Personal information
- Full name: Samuel Rosa Gonçalves
- Date of birth: 25 February 1991 (age 34)
- Place of birth: São Borja, Brazil
- Height: 1.86 m (6 ft 1 in)
- Position: Forward

Team information
- Current team: Hatta
- Number: 31

Youth career
- 2009: São José
- 2010–2011: Internacional
- 2011–2012: Fluminense

Senior career*
- Years: Team / Apps / (Gls)
- 2012–2017: Fluminense / 57 / (9)
- 2014: → LA Galaxy (loan) / 8 / (0)
- 2014: → Goiás (loan) / 20 / (2)
- 2015: → Sport (loan) / 17 / (0)
- 2016: → Ferroviária (loan) / 13 / (2)
- 2016–2017: → Hatta (loan) / 23 / (10)
- 2017–2018: Hatta / 21 / (11)
- 2018–2020: Al Nasr SC / 9 / (1)
- 2019: → Al-Fujairah (loan) / 13 / (1)
- 2019: → Jeonbuk Hyundai Motors (loan) / 11 / (4)
- 2020: → Hatta Club (loan) / 6 / (1)
- 2020–2022: Buriram United / 26 / (11)
- 2021–2022: → Samut Prakan City (loan) / 13 / (2)
- 2022–2024: PT Prachuap / 58 / (26)
- 2024–2025: Lee Man / 22 / (6)
- 2025–: Hatta

= Samuel Rosa (footballer) =

Brazilian footballer (born 1991)

Samuel Rosa Gonçalves (born 25 February 1991) is a Brazilian professional footballer who plays for Hatta as a forward.

==Club career==
Samuel began his youth career with São José. He was discovered by Internacional and joined the club in 2010.

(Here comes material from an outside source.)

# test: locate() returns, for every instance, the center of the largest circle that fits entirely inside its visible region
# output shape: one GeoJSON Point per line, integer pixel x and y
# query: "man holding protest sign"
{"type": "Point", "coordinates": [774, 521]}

In April 2011, Samuel transferred to Fluminense. He made his professional debut for Fluminense during the 2012 Campeonato Brasileiro Série A and scored five goals in 23 league appearances as the club won its fourth national title. That same year he made five appearances in the 2012 Campeonato Carioca, helping the club to that title, the club's 31st state championship. The following season Samuel made 45 appearances in all competitions scoring 9 goals, which included 8 matches during the Copa Libertadores. Samuel was close to joining La Liga's Espanyol during the 2013 summer transfer period, however, Fluminense was not able to reach a deal with the Spanish side.

In January 2014, Samuel was acquired on loan by Major League Soccer club Los Angeles Galaxy. On 12 March 2014, Samuel scored his first goal for Galaxy at home against Mexican side Club Tijuana in the first leg of a CONCACAF Champions League tie, Samuel's effort proved to be the only goal as Galaxy defeated the Xolos 1–0. On 10 July 2014, LA Galaxy terminated Samuel's loan agreement.

On 14 July 2024, Samuel joined Hong Kong Premier League club Lee Man.